The fact that these systems were designed 20 years ago is a problem. Many important Internet technology trends such as DevOps, big data, converged infrastructure, containers, IoT or virtual everything were invented much later than 2000, so these file storage systems are now used in situations they were never designed to handle. It is clearly time for a new approach to file storage.

Qumulo was designed by several of the same engineers who built and created scale-out storage roughly 15 years ago, and obviously their experiences led them to a very modern and flexible solution.

The modern file storage system is hardware independent

Several vendors say their product is independent of hardware-specific requirements. They may have used the term “software defined.” According to Wikipedia, two qualities of a software-defined product are:

  1. Independent of any hardware-specific dependencies
  2. Programmatically extensible

Qumulo fulfills both requirements admirably. You can run Qumulo on standard hardware provided by Qumulo, on HPE Apollo 4200 servers, and in AWS. For development and testing purposes, Qumulo offers a free OVA package so that you to run a fully functional cluster on VMware Workstation or Fusion. You can also run a standalone instance of Qumulo, with 5TB of storage, on AWS for free. You only pay for the AWS infrastructure.

Because Qumulo is fully manageable via an API, it’s fully extensible and it can be integrated into any operational environment.

The modern file storage system runs in user space

The Qumulo OS is built on Ubuntu. Qumulo developers can leverage all the capabilities of the Linux ecosystem.

The Qumulo file storage system processes run in Linux user space rather than in kernel space, which has a number of advantages:

  • Qumulo has its own implementations of protocols such as SMB, NFS and LDAP, which are independent of the underlying OS. For example, NFS runs as a service with its own notations of users/groups. This makes Qumulo more portable.
  • Kernel mode is primarily for device drivers that work with specific hardware. By operating in user space, Qumulo reinforces its hardware independence. It can run in a wide variety of configurations and environments
  • Running in user space means that Qumulo can develop and deliver features at a much faster pace.
  • Running in user space improves Qumulo reliability. As an independent user-space process, Qumulo is isolated from other system components that could introduce memory corruption, and the Qumulo development processes can make use of advanced memory verification tools that allow memory-related coding errors to be detected prior to software release. By using a dual partition strategy for software upgrades, Qumulo can automatically update both the operating system and Qumulo software for fast and reliable upgrades. You can easily restart Qumulo without having to reboot the OS, node or cluster.

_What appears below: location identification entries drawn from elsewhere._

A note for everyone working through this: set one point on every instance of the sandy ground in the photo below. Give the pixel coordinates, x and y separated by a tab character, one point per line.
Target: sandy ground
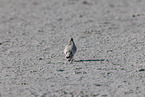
109	35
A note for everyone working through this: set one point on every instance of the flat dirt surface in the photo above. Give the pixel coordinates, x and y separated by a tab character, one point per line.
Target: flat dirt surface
110	40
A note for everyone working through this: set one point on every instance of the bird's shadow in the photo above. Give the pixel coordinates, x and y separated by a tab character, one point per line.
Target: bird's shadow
89	60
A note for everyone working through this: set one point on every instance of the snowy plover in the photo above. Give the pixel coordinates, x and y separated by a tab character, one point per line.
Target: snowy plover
70	50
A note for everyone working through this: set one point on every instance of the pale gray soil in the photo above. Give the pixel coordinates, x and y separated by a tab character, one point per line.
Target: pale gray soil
109	35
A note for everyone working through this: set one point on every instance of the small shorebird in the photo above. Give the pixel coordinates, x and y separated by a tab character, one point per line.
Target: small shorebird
70	50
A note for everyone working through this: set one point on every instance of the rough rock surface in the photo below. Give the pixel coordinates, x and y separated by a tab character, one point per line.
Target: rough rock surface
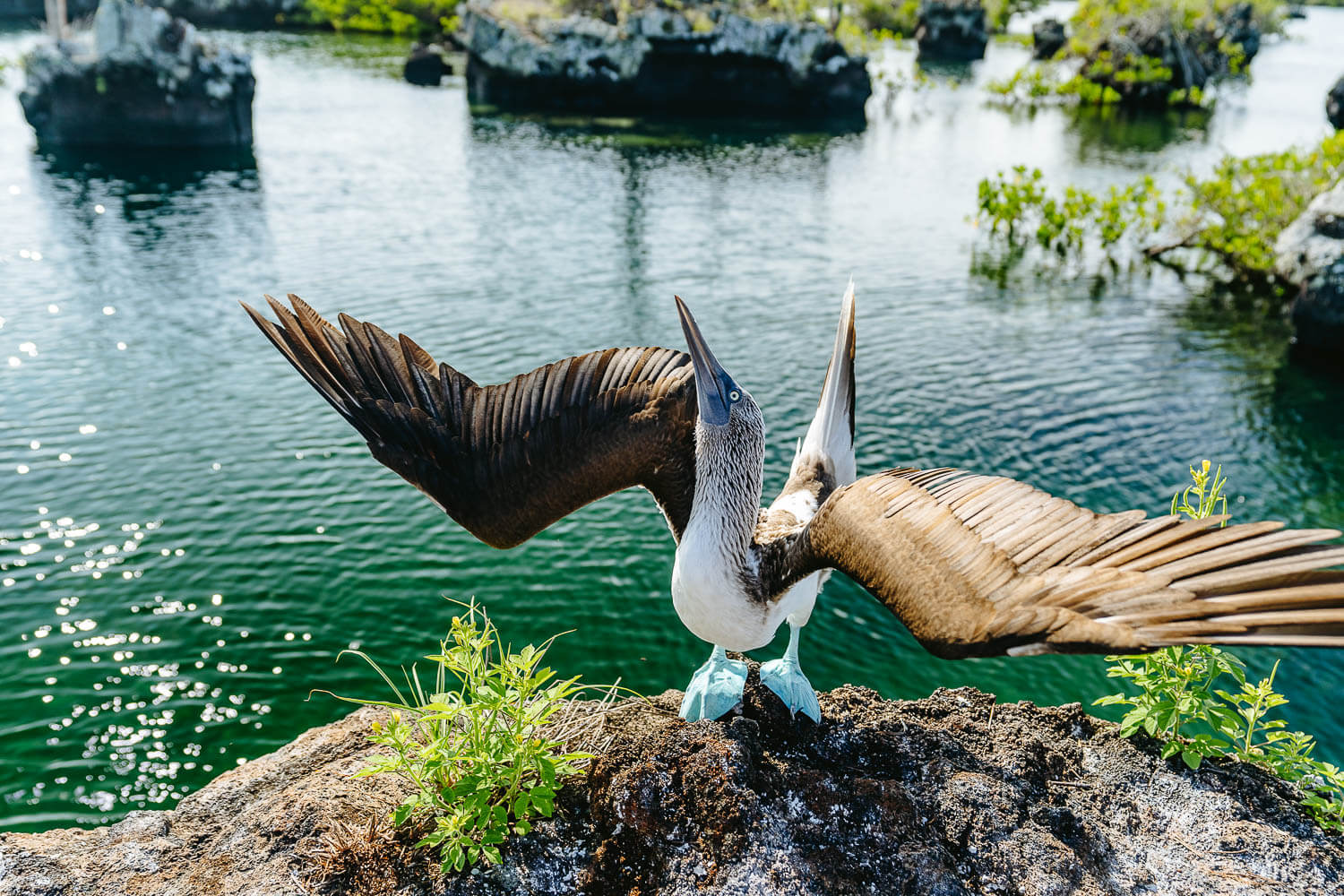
1319	317
953	30
941	797
147	80
701	59
1047	38
1335	105
1314	241
1311	253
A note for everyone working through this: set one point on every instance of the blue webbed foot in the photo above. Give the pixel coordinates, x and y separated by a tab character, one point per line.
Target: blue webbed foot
785	678
715	689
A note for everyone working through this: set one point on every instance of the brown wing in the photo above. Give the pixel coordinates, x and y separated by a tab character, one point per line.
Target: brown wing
981	565
505	461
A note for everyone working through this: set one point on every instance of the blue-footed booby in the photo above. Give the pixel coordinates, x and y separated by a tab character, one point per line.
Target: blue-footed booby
972	564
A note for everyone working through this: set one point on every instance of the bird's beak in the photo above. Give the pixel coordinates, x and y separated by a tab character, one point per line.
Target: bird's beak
711	382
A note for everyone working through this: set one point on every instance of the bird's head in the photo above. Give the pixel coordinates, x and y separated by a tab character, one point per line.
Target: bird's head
722	402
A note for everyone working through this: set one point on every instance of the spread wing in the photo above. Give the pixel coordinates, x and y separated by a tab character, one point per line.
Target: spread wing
504	461
983	565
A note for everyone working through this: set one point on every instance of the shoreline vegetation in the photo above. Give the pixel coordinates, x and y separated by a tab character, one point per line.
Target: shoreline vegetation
941	794
1219	228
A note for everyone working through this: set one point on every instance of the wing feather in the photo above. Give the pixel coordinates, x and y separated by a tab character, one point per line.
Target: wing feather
983	565
505	461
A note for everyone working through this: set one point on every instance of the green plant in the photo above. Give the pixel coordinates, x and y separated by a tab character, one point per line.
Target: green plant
1207	492
484	750
421	18
1182	705
1222	226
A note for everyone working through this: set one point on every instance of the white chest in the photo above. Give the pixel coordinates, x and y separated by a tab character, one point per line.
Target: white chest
711	600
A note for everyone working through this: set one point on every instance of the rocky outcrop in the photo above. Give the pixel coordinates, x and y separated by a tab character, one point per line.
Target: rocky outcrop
1311	253
1150	56
1314	241
948	796
1047	38
37	11
952	30
701	59
1319	317
1335	105
147	80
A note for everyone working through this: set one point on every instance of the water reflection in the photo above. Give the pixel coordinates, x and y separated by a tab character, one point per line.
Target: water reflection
1109	131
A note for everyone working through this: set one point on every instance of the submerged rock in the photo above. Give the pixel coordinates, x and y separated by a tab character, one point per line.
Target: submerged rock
951	796
1047	38
37	10
147	80
237	13
952	30
702	61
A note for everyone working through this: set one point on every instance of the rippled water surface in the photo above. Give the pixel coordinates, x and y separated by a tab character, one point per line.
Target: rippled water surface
188	535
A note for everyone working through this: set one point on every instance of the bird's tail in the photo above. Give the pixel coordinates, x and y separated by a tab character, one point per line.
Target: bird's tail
831	435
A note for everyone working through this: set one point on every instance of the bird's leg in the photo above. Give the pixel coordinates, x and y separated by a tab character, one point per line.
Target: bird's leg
785	678
715	688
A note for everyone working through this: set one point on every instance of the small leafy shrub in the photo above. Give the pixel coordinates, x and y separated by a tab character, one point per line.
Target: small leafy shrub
1198	702
486	747
1222	228
1207	492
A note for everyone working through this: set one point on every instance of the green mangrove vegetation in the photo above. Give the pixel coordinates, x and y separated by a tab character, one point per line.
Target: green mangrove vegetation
1150	53
1220	226
1198	702
418	18
486	747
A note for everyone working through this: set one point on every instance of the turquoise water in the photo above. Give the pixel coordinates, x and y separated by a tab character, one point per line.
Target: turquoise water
188	535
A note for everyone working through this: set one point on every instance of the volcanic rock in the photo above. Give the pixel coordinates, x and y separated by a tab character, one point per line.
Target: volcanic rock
145	80
1047	38
949	796
698	61
952	30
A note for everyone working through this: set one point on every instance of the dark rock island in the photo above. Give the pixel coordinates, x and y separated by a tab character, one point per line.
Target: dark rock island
1311	254
949	796
701	59
145	80
952	30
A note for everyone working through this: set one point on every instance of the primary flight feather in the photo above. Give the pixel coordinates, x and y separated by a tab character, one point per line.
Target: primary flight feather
972	564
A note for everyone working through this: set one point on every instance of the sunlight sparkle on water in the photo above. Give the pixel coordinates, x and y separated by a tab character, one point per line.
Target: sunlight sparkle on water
144	728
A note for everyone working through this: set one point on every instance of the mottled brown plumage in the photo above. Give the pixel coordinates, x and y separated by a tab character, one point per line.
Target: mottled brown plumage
505	461
981	565
972	564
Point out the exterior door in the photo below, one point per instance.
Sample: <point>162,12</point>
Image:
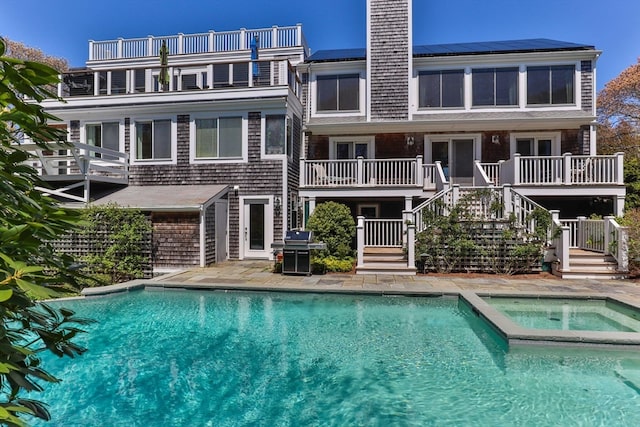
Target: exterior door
<point>256,228</point>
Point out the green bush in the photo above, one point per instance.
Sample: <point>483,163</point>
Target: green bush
<point>120,240</point>
<point>333,224</point>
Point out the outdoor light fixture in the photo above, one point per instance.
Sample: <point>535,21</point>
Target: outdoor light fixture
<point>277,205</point>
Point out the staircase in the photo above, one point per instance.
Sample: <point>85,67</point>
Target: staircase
<point>385,261</point>
<point>589,265</point>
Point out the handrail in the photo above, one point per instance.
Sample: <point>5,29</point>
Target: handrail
<point>178,44</point>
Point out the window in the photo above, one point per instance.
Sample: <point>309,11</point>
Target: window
<point>103,135</point>
<point>338,92</point>
<point>276,134</point>
<point>533,147</point>
<point>218,138</point>
<point>153,140</point>
<point>550,85</point>
<point>441,89</point>
<point>495,86</point>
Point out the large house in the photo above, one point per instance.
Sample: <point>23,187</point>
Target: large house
<point>230,138</point>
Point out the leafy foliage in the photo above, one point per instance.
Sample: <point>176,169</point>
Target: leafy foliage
<point>30,268</point>
<point>462,240</point>
<point>119,238</point>
<point>619,126</point>
<point>333,224</point>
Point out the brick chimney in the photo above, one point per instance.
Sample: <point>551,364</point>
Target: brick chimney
<point>389,52</point>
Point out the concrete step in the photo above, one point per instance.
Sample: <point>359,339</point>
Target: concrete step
<point>386,268</point>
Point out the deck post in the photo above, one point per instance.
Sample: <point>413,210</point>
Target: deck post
<point>566,168</point>
<point>360,241</point>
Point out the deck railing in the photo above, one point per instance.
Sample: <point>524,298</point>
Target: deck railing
<point>362,172</point>
<point>76,165</point>
<point>224,41</point>
<point>567,169</point>
<point>228,75</point>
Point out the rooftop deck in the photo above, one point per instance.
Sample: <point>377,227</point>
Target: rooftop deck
<point>212,41</point>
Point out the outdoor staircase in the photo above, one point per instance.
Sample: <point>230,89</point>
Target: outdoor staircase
<point>390,261</point>
<point>589,265</point>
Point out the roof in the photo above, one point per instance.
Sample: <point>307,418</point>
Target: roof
<point>165,197</point>
<point>474,48</point>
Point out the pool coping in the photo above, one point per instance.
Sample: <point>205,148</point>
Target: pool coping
<point>514,335</point>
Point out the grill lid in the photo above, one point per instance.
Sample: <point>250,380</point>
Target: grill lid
<point>297,236</point>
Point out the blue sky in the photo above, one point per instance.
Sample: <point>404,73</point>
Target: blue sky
<point>63,27</point>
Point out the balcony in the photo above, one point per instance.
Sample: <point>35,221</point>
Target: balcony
<point>211,42</point>
<point>206,76</point>
<point>546,175</point>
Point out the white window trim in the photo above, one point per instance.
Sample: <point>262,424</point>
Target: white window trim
<point>429,139</point>
<point>370,140</point>
<point>84,124</point>
<point>216,115</point>
<point>263,133</point>
<point>351,113</point>
<point>174,138</point>
<point>555,137</point>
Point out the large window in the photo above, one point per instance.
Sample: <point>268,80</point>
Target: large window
<point>103,135</point>
<point>338,92</point>
<point>495,86</point>
<point>153,140</point>
<point>441,89</point>
<point>276,134</point>
<point>218,138</point>
<point>550,85</point>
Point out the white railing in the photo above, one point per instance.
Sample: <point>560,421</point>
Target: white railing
<point>362,172</point>
<point>561,170</point>
<point>383,233</point>
<point>77,164</point>
<point>225,41</point>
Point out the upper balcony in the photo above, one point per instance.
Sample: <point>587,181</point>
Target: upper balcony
<point>211,42</point>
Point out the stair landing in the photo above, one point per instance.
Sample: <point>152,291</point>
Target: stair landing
<point>589,265</point>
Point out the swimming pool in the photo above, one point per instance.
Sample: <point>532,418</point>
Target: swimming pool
<point>172,358</point>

Interactive API, real-time analytics and quotas

Qumulo is programmatically extensible. It has a complete API, which can be extended and integrated into any datacenter environment.

If you like, you can use the API as the primary interface for all your management and operation tasks. However, for convenience, there is also a web UI and a CLI available. Both the UI and CLI use the same API that anyone can use to interact with Qumulo. The API and Python bindings are documented and available on GitHub. The same is true for the command line wrapper, qq.

One of the smartest things in Qumulo is its real-time analytics capabilities. Metadata, such as bytes used and file counts, is aggregated when files and directories are created or modified, which means the information is available for timely processing without expensive file storage system tree walks.

The web UI includes a large number of real-time dash boards and graphs such as IO hotspots and throughput hotspots, and all the data can be retrieved via the well-documented API if you would also like to process it with other tools.